Question

The length of a side of a square is ‘a’ meter. A second square is formed by joining the middle points of this square. Then a third square is formed by joining the middle points of the second square and so on. Then the sum of the area of the squire which carried upto infinity is
A) $a^{2}$
B) $2a^{2}$
C) $3a^{2}$
D) $4a^{2}$

Answer 1

Hint: In this question it is given that the length of a side of a square is ‘a’ meter. A second square is formed by joining the middle points of this square. Then a third square is formed by joining the middle points of the second square and so on. Then we have to find the sum of the area of the squire.
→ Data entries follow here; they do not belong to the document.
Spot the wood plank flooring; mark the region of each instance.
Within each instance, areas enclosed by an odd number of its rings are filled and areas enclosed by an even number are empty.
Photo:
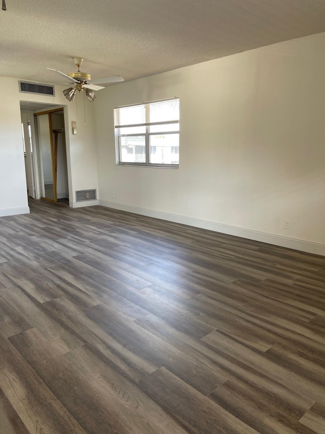
[[[325,433],[325,257],[30,207],[0,218],[0,434]]]

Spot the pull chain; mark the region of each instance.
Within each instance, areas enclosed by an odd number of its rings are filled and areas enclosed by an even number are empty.
[[[85,112],[85,125],[86,125],[87,122],[86,122],[86,103],[85,102],[85,99],[86,98],[86,96],[85,95],[85,92],[84,91],[83,93],[83,109]]]

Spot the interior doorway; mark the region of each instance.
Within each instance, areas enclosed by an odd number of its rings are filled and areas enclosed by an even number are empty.
[[[68,202],[63,108],[37,105],[21,102],[27,194],[33,198]]]

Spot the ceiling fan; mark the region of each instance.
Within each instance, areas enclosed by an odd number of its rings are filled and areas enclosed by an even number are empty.
[[[75,84],[74,88],[68,88],[63,91],[64,96],[69,101],[73,101],[76,96],[77,91],[81,92],[84,90],[86,96],[90,101],[93,101],[96,98],[96,91],[105,89],[104,86],[99,86],[98,84],[107,84],[109,83],[117,83],[118,81],[124,81],[124,79],[120,75],[114,75],[113,77],[106,77],[105,78],[98,78],[97,80],[93,80],[90,81],[91,78],[90,74],[82,72],[80,71],[80,66],[82,65],[83,59],[81,57],[73,57],[73,60],[78,67],[77,72],[70,72],[69,74],[64,74],[53,69],[52,68],[47,68],[51,71],[54,71],[68,78],[70,81]],[[62,83],[71,84],[71,83]]]

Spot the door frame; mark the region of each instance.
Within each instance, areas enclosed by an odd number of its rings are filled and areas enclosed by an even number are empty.
[[[50,134],[50,144],[51,146],[51,157],[52,162],[52,173],[53,177],[53,190],[54,199],[49,199],[47,197],[44,197],[41,194],[41,199],[43,200],[48,200],[50,202],[57,202],[57,193],[56,193],[56,175],[57,175],[57,141],[53,139],[53,128],[52,127],[52,119],[51,114],[54,113],[56,111],[62,111],[63,116],[64,115],[64,107],[59,107],[58,108],[53,108],[51,110],[46,110],[44,111],[36,111],[34,112],[34,119],[35,121],[35,131],[37,137],[37,155],[38,155],[38,162],[39,166],[39,175],[40,185],[42,185],[42,170],[41,164],[41,153],[40,149],[40,141],[38,137],[38,129],[37,128],[37,117],[41,116],[43,114],[47,114],[49,119],[49,129]]]

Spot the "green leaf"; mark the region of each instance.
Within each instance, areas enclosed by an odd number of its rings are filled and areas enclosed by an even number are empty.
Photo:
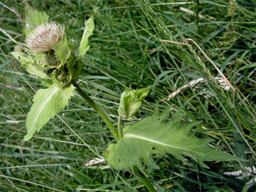
[[[51,78],[43,71],[45,69],[40,64],[40,55],[33,56],[33,57],[27,54],[19,51],[11,52],[11,54],[19,61],[20,64],[26,68],[26,70],[32,75],[34,75],[42,79],[50,79]],[[42,59],[42,58],[41,58]]]
[[[24,7],[22,31],[26,37],[37,26],[48,21],[49,16],[44,11],[34,9],[27,4]]]
[[[191,129],[200,122],[179,127],[178,121],[184,115],[182,114],[163,122],[169,115],[170,108],[167,107],[160,114],[155,109],[150,116],[128,128],[117,143],[110,144],[103,152],[108,164],[117,170],[132,171],[135,166],[144,172],[141,160],[149,166],[160,168],[152,158],[153,154],[172,154],[182,160],[184,160],[183,156],[188,156],[207,168],[204,161],[244,160],[222,152],[221,148],[210,146],[208,143],[214,141],[213,139],[197,138],[195,131],[190,134]]]
[[[84,22],[85,28],[80,42],[80,46],[78,50],[78,53],[77,58],[79,59],[82,57],[90,48],[89,45],[89,37],[92,34],[92,31],[94,29],[94,16],[97,11],[97,9],[94,10],[92,13],[90,17]]]
[[[26,122],[27,133],[24,137],[22,144],[68,105],[74,88],[72,84],[62,88],[52,85],[49,88],[36,92],[33,99],[34,103],[28,114]]]
[[[150,86],[142,89],[129,91],[124,86],[125,90],[121,94],[120,105],[118,109],[119,115],[128,119],[132,117],[142,106],[150,87]]]
[[[56,58],[60,62],[60,65],[64,66],[71,54],[67,38],[64,37],[58,44],[54,45],[53,47]]]

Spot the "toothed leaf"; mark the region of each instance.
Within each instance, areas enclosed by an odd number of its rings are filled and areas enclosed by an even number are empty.
[[[49,16],[44,11],[34,9],[26,4],[24,7],[22,31],[26,37],[33,29],[48,21]]]
[[[78,59],[82,57],[90,48],[89,37],[92,34],[92,31],[94,29],[95,26],[94,21],[94,17],[96,11],[97,9],[95,9],[93,12],[92,13],[90,17],[84,22],[84,30],[83,36],[80,42],[78,53],[77,56]]]
[[[27,134],[23,143],[29,140],[60,111],[68,104],[75,88],[71,84],[60,88],[52,85],[47,89],[40,89],[34,97],[31,108],[26,122]]]
[[[210,146],[208,143],[214,141],[213,139],[197,138],[194,136],[195,132],[189,134],[191,128],[200,122],[179,127],[178,121],[182,114],[167,123],[163,122],[169,115],[170,110],[170,107],[167,107],[158,114],[155,109],[151,115],[128,127],[123,138],[116,144],[110,144],[103,152],[108,164],[117,170],[132,171],[135,166],[144,173],[141,160],[150,167],[160,168],[152,158],[153,154],[172,154],[182,160],[184,156],[188,156],[206,168],[208,167],[204,161],[243,160],[222,152],[221,148]]]
[[[50,79],[51,78],[43,71],[45,67],[42,66],[40,62],[42,60],[42,54],[35,55],[33,57],[19,51],[11,52],[11,54],[17,59],[26,70],[32,75],[42,79]]]

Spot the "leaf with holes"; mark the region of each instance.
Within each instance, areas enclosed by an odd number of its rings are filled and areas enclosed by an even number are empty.
[[[172,154],[180,160],[183,156],[196,161],[201,166],[208,168],[204,161],[243,160],[214,148],[208,143],[213,139],[199,139],[196,132],[189,134],[191,129],[200,122],[192,122],[179,127],[178,122],[184,116],[173,118],[167,123],[162,121],[169,115],[170,107],[158,114],[156,109],[150,116],[128,128],[124,137],[115,144],[110,144],[103,155],[108,164],[117,170],[130,170],[135,166],[144,173],[141,160],[155,169],[159,167],[152,158],[153,154],[164,156]]]
[[[26,4],[22,29],[24,36],[26,37],[37,26],[47,22],[48,18],[49,16],[44,11],[38,11]]]
[[[33,57],[20,51],[11,52],[11,54],[19,61],[20,64],[25,67],[26,70],[32,75],[34,75],[41,79],[50,79],[51,78],[44,71],[45,67],[42,66],[40,63],[43,60],[42,54],[33,55]],[[39,58],[40,58],[39,60]]]
[[[22,144],[68,105],[74,88],[71,84],[62,88],[52,85],[49,88],[36,92],[26,120],[27,133],[24,137]]]

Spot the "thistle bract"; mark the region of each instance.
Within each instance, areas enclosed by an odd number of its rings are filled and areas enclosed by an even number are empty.
[[[73,95],[75,88],[71,81],[78,80],[82,74],[81,58],[90,48],[88,39],[94,29],[96,12],[86,21],[81,42],[76,46],[65,35],[63,24],[48,22],[45,12],[25,4],[23,31],[25,49],[29,54],[11,53],[47,88],[38,90],[34,97],[26,120],[27,133],[24,142],[67,106]]]

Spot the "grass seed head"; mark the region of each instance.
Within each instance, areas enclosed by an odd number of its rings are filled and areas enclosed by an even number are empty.
[[[64,28],[64,25],[54,22],[38,26],[25,39],[26,49],[32,54],[45,53],[53,50],[53,46],[62,39]]]

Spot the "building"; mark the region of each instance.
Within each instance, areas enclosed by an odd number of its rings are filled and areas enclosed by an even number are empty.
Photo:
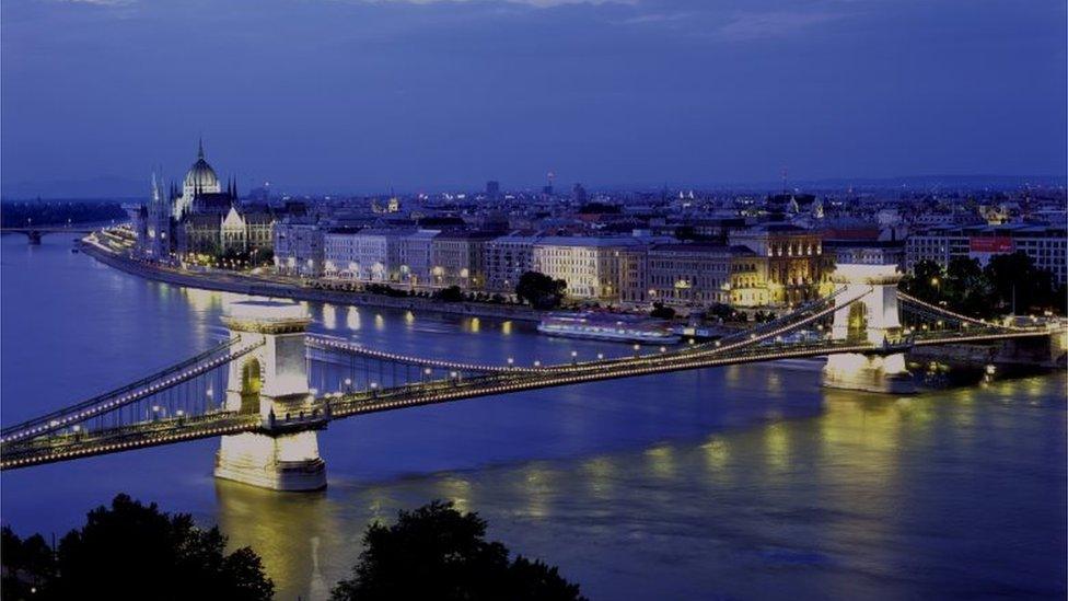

So to understand it in better way, we have to draw the diagram,

So we can easily find the area of the outer circle, i.e, Side$\times$Side, so to find the area of ${1}^{st}$ inner circle, we first need to find its side, as we can see from the diagram $\triangle GCF$ forming a right angle triangle, where GF is the hypotenuse, so we can easily obtain the length GF by pythagorean theorem which states that,$$h^{2}=p^{2}_{{}}+b^{2}$$,
Where h= hypotenuse, p= perpendicular, b= base of a right angle triangle.
So in this way we are able to find the side of the ${2}^{nd}$ inner circle and so on.
And by adding their area upto infinity we will get our required solution.

Complete step-by-step solution:
Let us consider ABCD to be a square whose side is ‘a’, and E, F, G, H are the midpoint of side AB, BC, CD, DA respectively. By joining the mid points we will get another square EFGH.
Now area of square ABCD = Side $\times$ Side = a$\times$a=$a^{2}$........(1)

Now since F is the midpoint of BC , then, BF=FC=$$\dfrac{a}{2}$$.
Now from $\triangle GCF$, by using pythagoras theorem, we get,
$$h^{2}=p^{2}_{{}}+b^{2}$$
$$\Rightarrow GF^{2}=CF^{2}+GC^{2}$$
$$\Rightarrow GF^{2}=\left( \dfrac{a}{2} \right)^{2} +\left( \dfrac{a}{2} \right)^{2} $$
$$\Rightarrow GF^{2}=2\cdot \left( \dfrac{a}{2} \right)^{2} $$
$$\Rightarrow GF^{2}=\dfrac{a^{2}}{2}$$
$$\Rightarrow GF=\dfrac{a}{\sqrt{2} }$$
So the area of first inner square EFGH = Side $\times$ Side = $$\dfrac{a}{\sqrt{2} } \times \dfrac{a}{\sqrt{2} }$$=$$\dfrac{a^{2}}{2}$$.....(2)

Now by following a similar process for the ${2}^{nd}$ inner square, we can find the sides are $$\dfrac{a}{2}$$.
Therefore area= $$\dfrac{a}{2} \times \dfrac{a}{2} =\dfrac{a^{2}}{4}$$.....(3)
Similarly, For the ${3}^{rd}$ inner square the sides will be $$\dfrac{a}{2\sqrt{2} }$$ and the area $$\dfrac{a^{2}}{8}$$.....(4)
and so on……..,

Therefore the sum of the area of the squares
A= $$a^{2}+\dfrac{a^{2}}{2} +\dfrac{a^{2}}{4} +\dfrac{a^{2}}{8} +\cdots \cdots$$............(5)
Now the above series is in the form of G.P(Geometric Progression), whose first term is $$a^{2}$$ and common ratio is $$\dfrac{1}{2}$$
Therefore the sum of the above series is,
A= $$a^{2}+\dfrac{a^{2}}{2} +\dfrac{a^{2}}{4} +\dfrac{a^{2}}{8} +\cdots \cdots$$
 =$$\dfrac{a^{2}}{\left( 1-\dfrac{1}{2} \right) }$$
 =$2a^{2}$.
Hence the correct option is option B.

Note: If any series follows infinite geometric progression i.e, $$a+ar+ar^{2}+\cdots$$, whose first term is ‘a’ and common ratio ‘r’, then the summation of the series, $$S_{\infty }=\dfrac{a}{\left( 1-r\right) }$$.
Also in the above diagram we only draw upto fourth square, since it is not possible to draw the squares upto infinity and the length of sides of each inner square is dependent upon its outer square, like if you know the side of outermost square, then its first inner square side is $$\dfrac{a}{\sqrt{2} }$$, i.e, dividing side by $\sqrt{2}$, similarly the ${2}^{nd}$ inner square side will be $$\dfrac{\left( \dfrac{a}{\sqrt{2} } \right) }{\sqrt{2} } =\dfrac{a}{2}$$ i.e, dividing the first inner square side by $\sqrt{2}$, and so on.